In der Nähe des Schloss gibt es einen kleinen Hafen, welcher alleine zur Unterhaltung dient. Im 18. Jahrhundert wurde er genutzt zur Imitation von Seeschlachten mit Holzfregatten. Die kurfürstlichen Gesellschaften fanden die Schauspiele und Hetzjagden amüsant. Hintergrund für die Anlage war die Schlacht bei den Dardanellen (1770). Zu besonderen Anlässen kann man den Turm besichtigen.

 

Sächsisches Landgestüt

Die königlichen Jagdstallungen wurden 1733 erbaut. 1815 wurde entschieden, dass 38 Deckhengste in den Stallungen aufgestallt wurden. Darauf wurde weiter aufgebaut und es entstand das Landesgestüt. 1960 wurde umgestellt auf Reitpferdezucht. Seit 1992 ist es der Sitz der Sächsischen Gestütsverwaltung. Im September findet auf dem Paradeplatz alljährlich die Moritzburger Hengstparade statt.

 

Schloss

Gebaut wurde es von 1542 bis 1546 von Herzog Moritz von Sachsen. Es wurde schon in mehreren Filmen genutzt. Weitere Infos unter Gebäude im Mittelalter.

 

Wildgehege

Es ist eine Einrichtung des Staatsbetriebes Sachsenforst, die Wurzeln liegen im „Alten Thiergarten“ von 1693/94. Es gibt noch alte Mauerreste, welche Bestandteil der alten Anlage sind. Heute gibt es über 30 verschiedene heimische Tierarten in dem Park, in naturnahen Gehegen. Der Park ist zu jeder Jahreszeit geöffnet.

Erfahrungsberichte

 

08.05.2013

 

Wenn man von Dresden aus nach Moritzburg fährt, erlangt man als erstes die Schlossallee. Direkt vorne an der Stadt sieht man dann, auf der linken Seite, die historische Kirche der Stadt, Sie ist definitiv eine Besichtigung wert, auch wenn sie von außen viel schöner ist als von Innen, die beeindruckende Orgel sollte man gesehen haben. Weiter die Straßen runter in die Stadt, fährt man direkt auf das Schloss zu.

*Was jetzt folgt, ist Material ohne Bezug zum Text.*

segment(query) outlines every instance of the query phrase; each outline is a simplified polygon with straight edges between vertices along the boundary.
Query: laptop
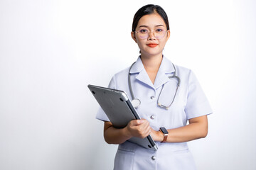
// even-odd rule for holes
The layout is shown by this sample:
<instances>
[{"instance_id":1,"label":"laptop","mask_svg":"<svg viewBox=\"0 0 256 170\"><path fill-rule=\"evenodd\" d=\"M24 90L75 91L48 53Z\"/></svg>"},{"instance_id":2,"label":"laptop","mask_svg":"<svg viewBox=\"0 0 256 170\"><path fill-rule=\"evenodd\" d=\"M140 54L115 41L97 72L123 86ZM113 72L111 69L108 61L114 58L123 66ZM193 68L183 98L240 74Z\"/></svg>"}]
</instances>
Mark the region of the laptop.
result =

Linksseitig ist ein großer Parkplatz, direkt gegenüber vom Parkplatz ist das bekannte Pferdegestüt von Moritzburg. Wir haben uns dann mehr auf das Schloss konzentriert. Man kann es leider nur noch mit Führung besichtigen. Aber wenn man gerade hindurch geht, kommt man an der anderen Seite in den großen Garten. Von dort aus kann man zum Fasanenschlösschen laufen. Dieses ist fast noch schöner, als das Hauptschloss selbst. Gern wäre ich noch zum Tierpark, wenige Kilometer vom Schloss entfernt, gefahren, aber dazu fehlte uns leider die Zeit!